Minimum setup for GCP cloud storage

The minimal setup recommended for production includes two GCS buckets (one for storing workload data and another for storing logs) and four service accounts. Additionally, you can create a third bucket for storing FreeIPA and Data Lake backup data separately. If the third bucket is not provided, FreeIPA and Data Lake backup data is stored in the Logs bucket.

You need to create service accounts mentioned in the table and while creating them:

  • The Service account name column lists all the service accounts that need to be created. You may choose different service account names. The ones provided here follow the same terminology as CDP web interface and CDP CLI making it easier to understand where to provide them to CDP.

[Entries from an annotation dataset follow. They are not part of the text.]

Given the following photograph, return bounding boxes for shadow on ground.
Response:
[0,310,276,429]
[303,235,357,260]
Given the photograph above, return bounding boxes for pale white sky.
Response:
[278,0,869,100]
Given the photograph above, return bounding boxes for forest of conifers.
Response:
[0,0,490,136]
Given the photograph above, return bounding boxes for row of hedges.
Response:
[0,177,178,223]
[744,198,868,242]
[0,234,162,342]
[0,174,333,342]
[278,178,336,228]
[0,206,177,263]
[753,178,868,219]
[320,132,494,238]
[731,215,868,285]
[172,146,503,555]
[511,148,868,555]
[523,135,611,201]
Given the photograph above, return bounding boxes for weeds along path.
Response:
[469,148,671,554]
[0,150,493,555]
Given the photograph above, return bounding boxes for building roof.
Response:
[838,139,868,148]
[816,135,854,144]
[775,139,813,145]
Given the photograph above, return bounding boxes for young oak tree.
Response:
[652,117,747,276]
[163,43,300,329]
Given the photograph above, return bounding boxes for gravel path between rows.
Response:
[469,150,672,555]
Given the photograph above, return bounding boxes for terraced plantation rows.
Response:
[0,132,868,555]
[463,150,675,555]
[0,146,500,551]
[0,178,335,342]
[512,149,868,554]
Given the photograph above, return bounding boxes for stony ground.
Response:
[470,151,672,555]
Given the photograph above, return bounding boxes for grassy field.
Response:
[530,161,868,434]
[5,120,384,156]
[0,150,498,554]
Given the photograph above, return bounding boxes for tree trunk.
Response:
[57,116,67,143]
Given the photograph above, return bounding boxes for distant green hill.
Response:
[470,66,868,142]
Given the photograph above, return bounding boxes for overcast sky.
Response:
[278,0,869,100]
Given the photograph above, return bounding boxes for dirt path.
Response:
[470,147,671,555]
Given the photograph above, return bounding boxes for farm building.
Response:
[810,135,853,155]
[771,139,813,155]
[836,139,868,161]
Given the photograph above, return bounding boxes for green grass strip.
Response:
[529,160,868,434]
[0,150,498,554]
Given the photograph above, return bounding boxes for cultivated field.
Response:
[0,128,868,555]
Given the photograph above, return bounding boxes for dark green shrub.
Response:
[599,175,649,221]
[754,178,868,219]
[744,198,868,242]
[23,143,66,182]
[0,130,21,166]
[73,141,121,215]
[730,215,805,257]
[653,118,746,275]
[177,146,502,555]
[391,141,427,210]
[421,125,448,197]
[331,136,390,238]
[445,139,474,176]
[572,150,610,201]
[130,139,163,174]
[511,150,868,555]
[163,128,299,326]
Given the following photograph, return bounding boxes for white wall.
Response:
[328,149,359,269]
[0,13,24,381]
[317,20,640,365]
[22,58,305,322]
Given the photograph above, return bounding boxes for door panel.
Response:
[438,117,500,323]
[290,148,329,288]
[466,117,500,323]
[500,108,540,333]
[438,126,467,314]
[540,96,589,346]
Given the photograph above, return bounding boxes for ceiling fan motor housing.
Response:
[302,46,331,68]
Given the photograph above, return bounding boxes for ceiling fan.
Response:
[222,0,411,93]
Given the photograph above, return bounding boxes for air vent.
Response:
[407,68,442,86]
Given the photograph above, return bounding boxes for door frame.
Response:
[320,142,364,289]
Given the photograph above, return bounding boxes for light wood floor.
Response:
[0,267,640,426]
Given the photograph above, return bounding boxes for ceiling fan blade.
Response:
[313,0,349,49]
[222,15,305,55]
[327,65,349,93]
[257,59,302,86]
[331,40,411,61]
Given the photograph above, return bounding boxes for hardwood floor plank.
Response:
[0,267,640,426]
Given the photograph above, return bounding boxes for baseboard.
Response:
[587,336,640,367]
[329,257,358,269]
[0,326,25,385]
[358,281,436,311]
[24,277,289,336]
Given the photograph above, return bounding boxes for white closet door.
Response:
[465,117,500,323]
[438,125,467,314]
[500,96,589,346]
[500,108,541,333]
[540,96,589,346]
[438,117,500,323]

  • The Required IAM roles column explains what IAM role each service account needs over the item listed in the Scope column. For example, the Logger service account requires that you create a custom role with storage.buckets.get and storage.objects.create permissions. Next, you navigate to the Logs bucket permissions and add the Logger service account as a member with the custom role that you created earlier.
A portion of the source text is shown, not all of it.